After this pixel blending process, some more cleaning operations are performed before creating a final high resolution image.
There seem to be a lot of things to do for each frame, but then it always seems like that when we look at what we expect a graphics card to do when we throw games at them.
This is just the simplified process, but the patent details the fact that the super resolution feature can use any or all of these elements, in any combination. This could suggest that, when used on different types of devices, it can be adapted to the hardware on offer. It is said to be used in "a computer, a gaming device, a handheld device, a decoder, a television, a mobile phone, or a tablet."
Nor does it necessarily have to run on a GPU, although this does give it the parallelism needed to make linear and nonlinear portions at the same time. "When hardware does not support parallel processing," says the patent, "linear upload processing and nonlinear upload processing are not performed in parallel."
He even claims that super resolution could run on software, although it would inevitably be much slower and would probably negate the benefits.

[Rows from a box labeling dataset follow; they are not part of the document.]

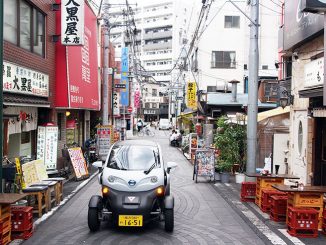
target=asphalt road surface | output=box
[23,130,266,245]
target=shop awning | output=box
[3,93,50,107]
[257,106,290,122]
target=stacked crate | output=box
[260,189,287,213]
[255,178,284,207]
[288,193,324,229]
[241,182,256,202]
[322,208,326,235]
[270,195,288,222]
[287,207,318,237]
[11,206,33,240]
[0,204,11,245]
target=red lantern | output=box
[195,123,202,136]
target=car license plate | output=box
[119,215,143,226]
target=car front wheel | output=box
[88,208,101,231]
[164,209,174,232]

Still, it sounds pretty exciting, especially if it can really work, well, anything. If it can work effectively with old graphics cards, or even potentially with an Nvidia GPU, it could be an incredibly powerful tool. However, it will depend on how exactly FSR is activated.
If it’s an Adrenalin controller switch on the PC, it’s hard to see how Nvidia would enable it, though there’s a possibility it could be included in games or game engines, such as some of FidelityFX’s current features of AMD.
Maybe they could be both. There may be an agnostic version of the game that lives on the AMD graphics driver and another that is enabled for each game.
As I said at the beginning of this patent plan, this post leaves a lot of questions to be answered. Fingers crossed, we'll know sooner: Computex will arrive early next month, with a keynote speech by Dr. Su, and the virtual E3 is still very close. If there are rumors in June about a version of FidelityFX Super Resolution, these are the two best bets for its presentation.